Comprehensive Guide to Marketing, Business, and Finance
Market and Marketing
Market means any place or means through which economic exchange takes place. Marketing is the strategy development of a company focused on meeting the needs and desires of consumers and providing a benefit to the company.
Product Life Cycle
- Introduction: Producer input into the market. Sales grow very slowly because consumers do not know the product. Penetration strategies such as advertising and promotions are used.
- Growth: Consumers begin consuming and identifying the product. Sales and profits increase rapidly, and competitors appear.
- Maturity: Sales stabilize. Strategies can only increase by opening new market segments or conquering competitors’ market share.
- Decline: Demand for the product manufactured by the company decreases. The main development strategies in the face of this phenomenon are product innovations.
Product Portfolio Matrix (BCG Matrix)
- Star: High market share and high growth rate. Products with a strong competitive position and growth expectations.
- Dilemma or Question Mark: High product sector attractiveness due to high growth rate, but the company’s market position is weak.
- Cash Cow: Strong market position generating good income, but low growth expectations because it is an established product.

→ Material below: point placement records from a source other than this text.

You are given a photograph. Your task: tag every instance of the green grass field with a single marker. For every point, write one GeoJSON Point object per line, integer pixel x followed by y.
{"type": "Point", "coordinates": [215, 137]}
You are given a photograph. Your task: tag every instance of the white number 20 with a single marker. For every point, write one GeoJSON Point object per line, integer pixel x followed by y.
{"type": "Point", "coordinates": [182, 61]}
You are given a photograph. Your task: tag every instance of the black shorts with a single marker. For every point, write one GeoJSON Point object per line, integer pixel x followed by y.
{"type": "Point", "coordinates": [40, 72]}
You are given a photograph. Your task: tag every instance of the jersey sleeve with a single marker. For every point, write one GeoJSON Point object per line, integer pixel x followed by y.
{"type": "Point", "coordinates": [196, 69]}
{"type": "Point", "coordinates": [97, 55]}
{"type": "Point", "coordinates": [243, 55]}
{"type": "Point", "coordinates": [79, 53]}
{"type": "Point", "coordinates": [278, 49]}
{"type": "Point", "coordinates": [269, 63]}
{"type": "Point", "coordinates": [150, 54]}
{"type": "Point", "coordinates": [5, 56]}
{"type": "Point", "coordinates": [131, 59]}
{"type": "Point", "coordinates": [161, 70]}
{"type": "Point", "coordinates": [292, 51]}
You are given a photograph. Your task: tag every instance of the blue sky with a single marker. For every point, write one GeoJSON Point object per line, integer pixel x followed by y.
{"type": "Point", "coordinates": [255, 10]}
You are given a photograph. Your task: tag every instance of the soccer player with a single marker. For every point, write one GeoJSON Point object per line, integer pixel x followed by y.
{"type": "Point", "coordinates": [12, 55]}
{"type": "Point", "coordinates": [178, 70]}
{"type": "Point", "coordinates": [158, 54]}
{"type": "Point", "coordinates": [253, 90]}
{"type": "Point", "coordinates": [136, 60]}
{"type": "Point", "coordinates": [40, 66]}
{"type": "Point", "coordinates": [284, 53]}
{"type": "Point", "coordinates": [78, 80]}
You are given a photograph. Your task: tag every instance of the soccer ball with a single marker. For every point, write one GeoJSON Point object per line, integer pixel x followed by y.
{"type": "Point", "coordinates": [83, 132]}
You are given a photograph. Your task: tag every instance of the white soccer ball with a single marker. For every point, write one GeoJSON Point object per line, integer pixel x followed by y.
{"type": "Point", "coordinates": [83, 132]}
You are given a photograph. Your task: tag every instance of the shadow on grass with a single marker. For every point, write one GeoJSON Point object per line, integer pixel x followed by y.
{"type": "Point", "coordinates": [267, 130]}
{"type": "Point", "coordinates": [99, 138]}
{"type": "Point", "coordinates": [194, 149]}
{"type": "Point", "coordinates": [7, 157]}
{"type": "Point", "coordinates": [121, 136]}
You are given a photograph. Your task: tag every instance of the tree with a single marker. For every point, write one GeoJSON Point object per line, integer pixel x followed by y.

- Dog: Low market share and low growth rate. Products where profits and investment will decrease.
Pricing and Distribution
Types of Pricing
- Reference Pricing or Regular Pricing
- Promotional Pricing
- Penetration Pricing
- Skimming (high prices for quick profits)
- Psychological Threshold Pricing
- Prestige Pricing
Distribution Channels
- Retail: Intermediary buys production from wholesalers and sells directly to consumers.
- Wholesaler: Intermediary who buys large quantities of products from the manufacturer and sells to other brokers, wholesalers, or retailers, not final consumers.
- Franchisor: The person who initiates a company project and brings the brand, trade name, product or service, generic publications, etc.
- Franchisee: The individual or firm that runs the award and provides the entry fee, local employees, etc.
Promotion and Organizational Models
Promotion Mix
- Advertising: Paid communication by the company that aims to inform and motivate consumers, resulting in benefits for the advertiser.
- Public Relations: A set of activities intended to act on the company’s relationships with certain groups of persons or entities.
- Merchandising: A set of techniques that aim to highlight the item at the point of sale, so it can differentiate itself from the competition.
- Loyalty: Includes actions intended to retain customers and prevent them from changing brands or shops.
- Sales Promotion: A set of short-term activities aimed at increasing the effectiveness of sales efforts.
Organizational Models
- Functional Model
- Line-Functional Model
- Divisional or Segmentation Model
Just in Time: A business philosophy aimed at achieving the highest customer satisfaction by eliminating all unnecessary activities within the organization.
Clover Model
- Professional Core: Composed of managers and employees.
- Outsourcing: Contracting with other companies to perform extra activities.
- Temporary Activities: To be performed by employees of the company only required in high season.
- Self-Service: Integrates all activities that can be performed by customers themselves.
- Stalk: Connects the four-leaf clover and is composed of senior management.
Informal Organization: Relationships and friendships that develop spontaneously as a result of the individual’s need for socialization.
Salary Calculation
- Base Salary + Salary Supplements
- Pro-rata Extra Payments: (Amount Paid * Number of Extra Payments a Year) / 12 Months
- Total BCCC = Amount Paid + Pro-rata Bonuses
- Check if the BCCC is between the limits.
- BCCP: Amount Paid + Pro-rata Overtime + Checks to see if this is within the bounds of the BCCP.
Production and Inventory Management
Role of Production: Design of goods and services, production process planning, design installations, job design, and work planning and scheduling production.
Inventory Terms
- Stockout: An interruption in the production process of a company due to a lack of replacement materials.
- Safety Stock: Volume of stock in a warehouse above the normal expected need to deal with possible situations of excess demand.
International Trade
Dumping: A trade practice in which a company sets a lower price for exported goods than those goods sold in the country.
Cost Accounting
Types of Costs
- Depending on the volume of production: Fixed, variable, and mixed.
- According to their relationship to a cost object: Direct and indirect.
- According to temporal consideration: Standard, actual or historical, prospective.
- According to certainty in the calculation of opportunity cost: Explicit or implicit.
Accounting Principles
Accounting: Must be orderly, appropriate to the activity of the company, allowing chronological tracking of all operations, and enabling the regular production of inventory balances.
Key Accounting Concepts
- Amortization: Represents the loss of value of fixed assets due to their use or obsolescence.
- Liquidity: The quality of assets to be converted into immediate cash without significant loss of value.